Aggregation Functions

Aggregation collapses a group of input rows into a single value per group. For clause-level semantics (implicit GROUP BY, HAVING-style filtering via WITH, where aggregates are legal) see the Aggregation query page.
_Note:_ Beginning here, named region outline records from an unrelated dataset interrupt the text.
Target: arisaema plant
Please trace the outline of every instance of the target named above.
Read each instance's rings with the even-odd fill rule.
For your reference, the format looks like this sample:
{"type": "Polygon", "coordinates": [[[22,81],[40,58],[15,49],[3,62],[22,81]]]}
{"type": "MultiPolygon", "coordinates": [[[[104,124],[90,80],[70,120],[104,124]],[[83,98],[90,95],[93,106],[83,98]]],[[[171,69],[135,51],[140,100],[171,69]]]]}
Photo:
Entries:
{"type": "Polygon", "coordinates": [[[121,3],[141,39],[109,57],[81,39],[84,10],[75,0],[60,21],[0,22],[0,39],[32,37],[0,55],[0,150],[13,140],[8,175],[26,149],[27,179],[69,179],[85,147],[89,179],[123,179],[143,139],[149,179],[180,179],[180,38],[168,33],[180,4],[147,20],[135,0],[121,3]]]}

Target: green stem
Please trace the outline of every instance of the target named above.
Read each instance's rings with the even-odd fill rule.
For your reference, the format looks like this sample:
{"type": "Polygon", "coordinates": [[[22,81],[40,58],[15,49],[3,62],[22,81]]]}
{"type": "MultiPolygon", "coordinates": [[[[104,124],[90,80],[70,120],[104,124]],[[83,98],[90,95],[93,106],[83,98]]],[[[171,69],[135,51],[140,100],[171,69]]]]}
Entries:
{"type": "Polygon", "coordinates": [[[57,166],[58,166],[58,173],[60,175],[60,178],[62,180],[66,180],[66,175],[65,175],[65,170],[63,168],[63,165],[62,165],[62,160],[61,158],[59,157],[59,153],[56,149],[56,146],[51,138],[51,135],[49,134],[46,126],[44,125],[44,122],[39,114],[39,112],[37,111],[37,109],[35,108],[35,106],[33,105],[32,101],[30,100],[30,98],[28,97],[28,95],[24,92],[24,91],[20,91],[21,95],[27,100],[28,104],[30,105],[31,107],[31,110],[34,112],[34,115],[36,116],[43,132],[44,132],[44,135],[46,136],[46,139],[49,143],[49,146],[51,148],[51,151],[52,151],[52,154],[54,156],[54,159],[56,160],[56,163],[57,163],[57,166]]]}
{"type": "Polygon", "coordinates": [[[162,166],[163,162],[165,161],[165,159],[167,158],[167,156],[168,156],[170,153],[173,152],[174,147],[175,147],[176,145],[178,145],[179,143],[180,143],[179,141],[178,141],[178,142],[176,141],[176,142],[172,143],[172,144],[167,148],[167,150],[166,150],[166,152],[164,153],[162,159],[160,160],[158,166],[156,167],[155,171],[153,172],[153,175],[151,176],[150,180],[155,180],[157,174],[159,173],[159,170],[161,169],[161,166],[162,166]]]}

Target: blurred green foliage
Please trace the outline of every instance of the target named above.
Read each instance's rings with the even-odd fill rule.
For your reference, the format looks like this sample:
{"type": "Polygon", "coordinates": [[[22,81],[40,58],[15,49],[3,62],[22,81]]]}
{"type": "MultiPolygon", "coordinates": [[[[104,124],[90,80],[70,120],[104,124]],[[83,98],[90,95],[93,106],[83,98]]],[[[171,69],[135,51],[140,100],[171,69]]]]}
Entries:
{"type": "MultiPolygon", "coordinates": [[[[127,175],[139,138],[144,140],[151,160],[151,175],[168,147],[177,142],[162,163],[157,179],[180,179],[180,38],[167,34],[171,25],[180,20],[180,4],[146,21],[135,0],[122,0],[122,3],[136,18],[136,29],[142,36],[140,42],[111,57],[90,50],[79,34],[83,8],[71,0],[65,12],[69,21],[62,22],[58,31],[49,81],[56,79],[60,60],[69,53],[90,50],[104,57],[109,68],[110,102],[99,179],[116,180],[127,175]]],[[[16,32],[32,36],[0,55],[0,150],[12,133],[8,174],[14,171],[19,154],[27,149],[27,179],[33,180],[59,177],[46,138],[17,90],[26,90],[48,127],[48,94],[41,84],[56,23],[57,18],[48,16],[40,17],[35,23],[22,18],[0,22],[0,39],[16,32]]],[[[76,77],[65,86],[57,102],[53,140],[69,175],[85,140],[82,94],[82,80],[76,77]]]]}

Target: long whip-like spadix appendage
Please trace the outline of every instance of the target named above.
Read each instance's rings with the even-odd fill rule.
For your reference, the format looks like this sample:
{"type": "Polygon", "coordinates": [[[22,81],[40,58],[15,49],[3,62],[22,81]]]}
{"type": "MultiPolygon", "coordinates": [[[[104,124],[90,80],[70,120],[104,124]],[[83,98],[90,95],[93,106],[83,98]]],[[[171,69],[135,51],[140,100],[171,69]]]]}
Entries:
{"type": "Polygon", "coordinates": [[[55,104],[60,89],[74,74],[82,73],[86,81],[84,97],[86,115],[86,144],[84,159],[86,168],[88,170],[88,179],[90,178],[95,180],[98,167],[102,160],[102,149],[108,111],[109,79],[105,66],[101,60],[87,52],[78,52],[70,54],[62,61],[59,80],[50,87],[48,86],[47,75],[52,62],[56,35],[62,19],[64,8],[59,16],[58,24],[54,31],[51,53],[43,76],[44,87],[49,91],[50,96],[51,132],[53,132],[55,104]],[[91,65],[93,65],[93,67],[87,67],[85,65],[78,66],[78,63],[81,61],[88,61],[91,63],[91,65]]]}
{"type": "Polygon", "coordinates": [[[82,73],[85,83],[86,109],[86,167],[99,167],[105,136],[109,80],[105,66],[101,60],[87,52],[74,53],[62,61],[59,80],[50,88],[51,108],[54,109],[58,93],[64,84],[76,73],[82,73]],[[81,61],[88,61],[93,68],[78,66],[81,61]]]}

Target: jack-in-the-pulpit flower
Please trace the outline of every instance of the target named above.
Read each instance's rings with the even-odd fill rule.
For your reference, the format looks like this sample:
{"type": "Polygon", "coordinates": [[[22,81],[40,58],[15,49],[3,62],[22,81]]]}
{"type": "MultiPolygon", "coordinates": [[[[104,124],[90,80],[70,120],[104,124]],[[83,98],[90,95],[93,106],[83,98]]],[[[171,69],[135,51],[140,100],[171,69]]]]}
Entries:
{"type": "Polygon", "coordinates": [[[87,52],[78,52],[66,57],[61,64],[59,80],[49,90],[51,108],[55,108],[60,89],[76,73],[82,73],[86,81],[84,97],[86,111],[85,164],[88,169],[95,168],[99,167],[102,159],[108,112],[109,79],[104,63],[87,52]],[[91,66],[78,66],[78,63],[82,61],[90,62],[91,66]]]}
All aggregates skip null inputs except count(*) (counts rows) and collect(expr) (keeps nulls). Empty-input semantics vary per function — see the summary table.

Summary table

Function	`DISTINCT`	Empty input	Null input	Returns
`count(*)`	—	`0`	counted as 1 per row	`Int`
`count(expr)`	yes	`0`	skipped	`Int`
`collect(expr)`	yes	`[]`	included as `null`	`List`
`sum(expr)`	yes	`null`	skipped	`Int` if all-int, else `Float`
`avg(expr)`	yes	`null`	skipped	`Float`
`min(expr)` / `max(expr)`	yes	`null`	skipped	same type as element
`stdev(expr)`	—	`0.0`	skipped	`Float`, sample (n − 1)
`stdevp(expr)`	—	`0.0`	skipped	`Float`, population (n)
`percentileCont(expr, p)`	—	`null`	skipped	`Float`, linear interpolation
`percentileDisc(expr, p)`	—	`null`	skipped	`Float`, nearest rank

count

Row count

MATCH (n:User)
RETURN count(*) AS users

Non-null count

UNWIND [1, 2, null, 4] AS x
RETURN count(*), count(x)
-- 4, 3

count(*) counts every input row, including rows where bound variables are null; count(expr) skips null expr.

Distinct count

UNWIND ['a', 'a', 'b', 'c'] AS x
RETURN count(x), count(DISTINCT x)
-- 4, 3

count with OPTIONAL MATCH

This is the subtlety that trips up new Cypher users:

MATCH (u:User)
OPTIONAL MATCH (u)-[:WROTE]->(p:Post)
RETURN u.name,
       count(*) AS rows,   -- 1 per user, even if no posts
       count(p) AS posts   -- 0 if no posts

Always prefer count(expr) when you want zeros for optional matches.

Empty graph

MATCH (:NoSuchLabel)
RETURN count(*)       -- 0

One row out, with value 0 — count(*) never returns null.

collect

Basic collect

MATCH (p:Person)-[:KNOWS]->(f:Person)
RETURN p.name, collect(f.name) AS friends

Distinct values

UNWIND [1, 2, null, 2, 3] AS x
RETURN collect(x),           -- [1, 2, null, 2, 3]
       collect(DISTINCT x)   -- [1, 2, null, 3]

Collect keeps nulls

collect keeps nulls that survive to the aggregate. Filter before the aggregate if you don't want them:

UNWIND [1, 2, null, 3] AS x
WITH x WHERE x IS NOT NULL
RETURN collect(x)             -- [1, 2, 3]

Collect + slice for top-N

MATCH (u:User)-[:WROTE]->(p:Post)
WITH u, p ORDER BY p.published_at DESC
WITH u, collect(p.title)[..5] AS last_five
RETURN u.name, last_five

Use any list operation on the resulting list.

Collect of maps

MATCH (p:Project)-[:HAS_TASK]->(t:Task)
RETURN p.name,
       collect({id: t.id, name: t.name, done: t.done}) AS tasks

One row per project, with an array of task summaries.

sum

UNWIND [1, 2, null, 4] AS x
RETURN sum(x)                 -- 7

UNWIND [1.0, 2.5, 3.5] AS x
RETURN sum(x)                 -- 7.0

MATCH (:Never)
RETURN sum(1)                 -- null   (empty input)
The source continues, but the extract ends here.